US: Velodyne LiDAR, the world’s largest producer of LiDAR has filed patent infringement complaints against Suteng (Robosense) and Hesai for stealing its IP. According to complaint filed to the United States District Court for the Northern District of California on Tuesday, the company said that these two Chinese companies have threatened Velodyne and its business by copying its flagship LiDAR configuration that allow vehicles to see their surroundings by bouncing lasers off objects.
Velodyne has pointed out the similarities between its product structures and data capture technologies and those marketed by Robosense and Hesai. The complaints are identical.

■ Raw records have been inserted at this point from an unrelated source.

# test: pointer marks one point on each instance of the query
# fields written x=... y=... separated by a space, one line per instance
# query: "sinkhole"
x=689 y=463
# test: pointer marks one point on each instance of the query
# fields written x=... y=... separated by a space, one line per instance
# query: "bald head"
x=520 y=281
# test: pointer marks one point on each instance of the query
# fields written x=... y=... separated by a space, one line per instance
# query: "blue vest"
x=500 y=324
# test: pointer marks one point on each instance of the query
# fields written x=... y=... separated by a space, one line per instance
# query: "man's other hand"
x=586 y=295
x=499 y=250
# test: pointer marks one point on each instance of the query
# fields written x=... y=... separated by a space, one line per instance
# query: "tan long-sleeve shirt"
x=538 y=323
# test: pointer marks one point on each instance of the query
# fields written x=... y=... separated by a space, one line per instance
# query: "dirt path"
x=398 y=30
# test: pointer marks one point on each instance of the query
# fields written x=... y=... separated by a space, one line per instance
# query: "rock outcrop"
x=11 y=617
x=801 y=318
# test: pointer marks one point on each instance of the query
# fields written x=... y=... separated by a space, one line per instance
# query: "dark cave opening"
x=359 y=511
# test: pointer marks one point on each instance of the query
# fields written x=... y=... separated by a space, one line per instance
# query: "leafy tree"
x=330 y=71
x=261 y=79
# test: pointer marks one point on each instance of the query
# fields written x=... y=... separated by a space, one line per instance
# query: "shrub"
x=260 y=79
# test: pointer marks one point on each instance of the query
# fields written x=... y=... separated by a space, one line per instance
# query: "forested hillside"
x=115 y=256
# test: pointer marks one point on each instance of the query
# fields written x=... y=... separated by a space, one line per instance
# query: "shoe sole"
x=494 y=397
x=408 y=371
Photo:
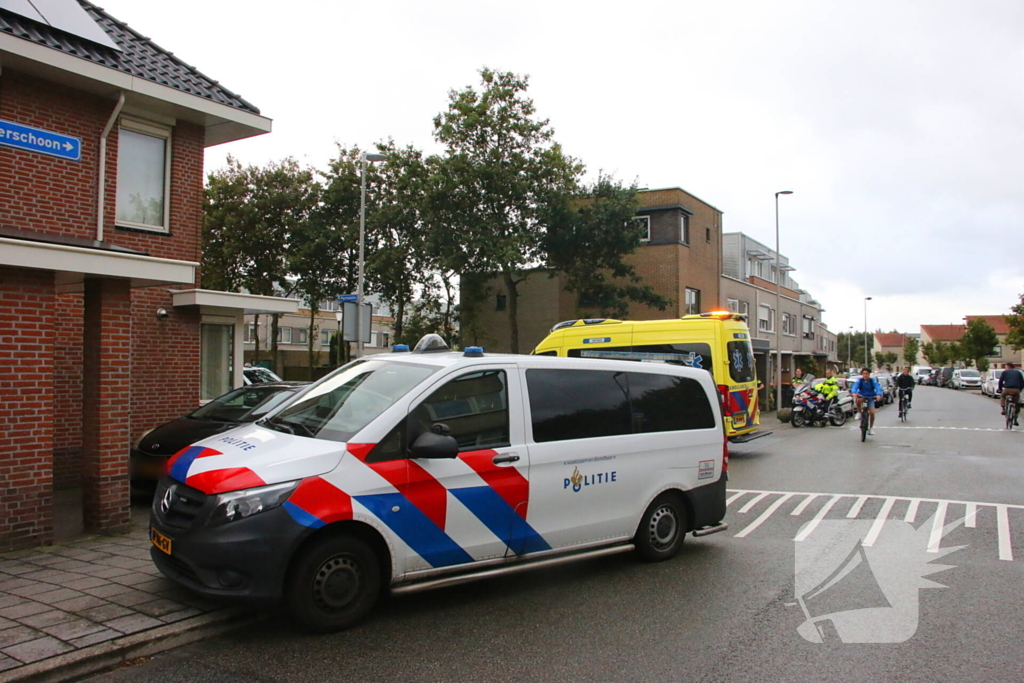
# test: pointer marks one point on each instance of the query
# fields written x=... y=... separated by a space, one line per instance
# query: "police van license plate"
x=160 y=541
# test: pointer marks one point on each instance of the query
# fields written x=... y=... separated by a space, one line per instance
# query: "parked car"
x=990 y=383
x=151 y=451
x=966 y=378
x=258 y=375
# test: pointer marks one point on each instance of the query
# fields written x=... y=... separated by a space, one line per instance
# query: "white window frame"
x=645 y=237
x=154 y=130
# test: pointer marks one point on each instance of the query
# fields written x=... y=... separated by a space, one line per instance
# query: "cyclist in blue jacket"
x=867 y=390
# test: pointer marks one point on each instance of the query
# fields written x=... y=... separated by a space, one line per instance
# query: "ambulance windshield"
x=345 y=402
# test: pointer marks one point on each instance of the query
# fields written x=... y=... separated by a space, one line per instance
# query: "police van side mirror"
x=434 y=445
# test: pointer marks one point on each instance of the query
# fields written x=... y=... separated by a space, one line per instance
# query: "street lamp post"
x=867 y=359
x=367 y=157
x=778 y=309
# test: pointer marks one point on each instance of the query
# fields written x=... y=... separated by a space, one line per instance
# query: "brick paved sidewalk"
x=66 y=598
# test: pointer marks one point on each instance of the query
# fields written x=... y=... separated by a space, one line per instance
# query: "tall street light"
x=778 y=309
x=367 y=158
x=867 y=359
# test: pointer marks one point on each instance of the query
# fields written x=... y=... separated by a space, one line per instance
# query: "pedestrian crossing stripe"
x=888 y=502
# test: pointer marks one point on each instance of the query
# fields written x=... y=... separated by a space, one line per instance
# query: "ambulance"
x=420 y=469
x=718 y=342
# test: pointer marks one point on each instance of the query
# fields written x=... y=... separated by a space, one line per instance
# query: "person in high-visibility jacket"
x=828 y=388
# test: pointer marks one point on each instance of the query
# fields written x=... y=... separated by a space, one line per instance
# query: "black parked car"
x=238 y=407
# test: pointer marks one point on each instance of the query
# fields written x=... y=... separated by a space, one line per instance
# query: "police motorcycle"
x=808 y=407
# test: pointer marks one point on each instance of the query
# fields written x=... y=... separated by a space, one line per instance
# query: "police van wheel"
x=663 y=528
x=333 y=585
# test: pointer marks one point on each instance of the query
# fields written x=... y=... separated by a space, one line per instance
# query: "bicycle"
x=904 y=404
x=1013 y=407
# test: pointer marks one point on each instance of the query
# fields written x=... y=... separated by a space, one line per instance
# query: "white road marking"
x=803 y=506
x=732 y=498
x=757 y=499
x=765 y=515
x=938 y=521
x=937 y=531
x=911 y=511
x=855 y=510
x=880 y=521
x=971 y=516
x=811 y=525
x=1003 y=521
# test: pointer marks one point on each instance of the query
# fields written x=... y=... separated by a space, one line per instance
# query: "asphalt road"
x=727 y=608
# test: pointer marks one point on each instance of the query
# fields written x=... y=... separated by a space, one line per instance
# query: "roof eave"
x=222 y=123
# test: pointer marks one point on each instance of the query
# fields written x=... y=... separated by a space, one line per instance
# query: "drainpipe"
x=102 y=166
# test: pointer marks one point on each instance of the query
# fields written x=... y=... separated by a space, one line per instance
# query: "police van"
x=718 y=342
x=414 y=470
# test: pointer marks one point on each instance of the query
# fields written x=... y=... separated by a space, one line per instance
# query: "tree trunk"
x=256 y=338
x=311 y=336
x=513 y=307
x=274 y=323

In its complaints, Velodyne said both Robosense and Hesai have been selling products that infringe on multiple aspects of US Patent No. 7,969,558 (High Definition LiDAR System), which was awarded to Velodyne’s founder David Hall in 2011.
On information and belief, Robosense copied Velodyne’s products, including the VLP-16, and actively promotes the sale, use, and importation of its infringing rotating 3-D LiDAR devices in marketing materials, technical specifications, data sheets, web pages on its website, press releases, and user manuals, as well as at trade shows and through its sales and distribution channels that encourage infringing offers to sell, sales, and/or importation of the Accused Products. These actions collectively demonstrate that Robosense has had the specific intent to induce, or was willfully blind to inducing, infringement of the 558 patent.
Velodyne has asked the court to stop both Hesai and Robosense from selling the alleged copied products, which include all the major LiDAR products listed on the Chinese companies’ sites. Hesai didn’t respond to multiple calls and messages requesting comment.
In a statement to Quartz, Robosense said Velodyne is only targeting a few items sold in the US. The lawsuit won’t affect the company’s sales plan globally. “Suteng will persist with researching and developing core technology,” said the statement.
WeRide, a Guangzhou-based self-driving company which also has a Silicon Valley office, has been using both Velodyne and Hesai’s lidar, said it’s refraining from commenting on the complaints, but said its road tests aren’t affected.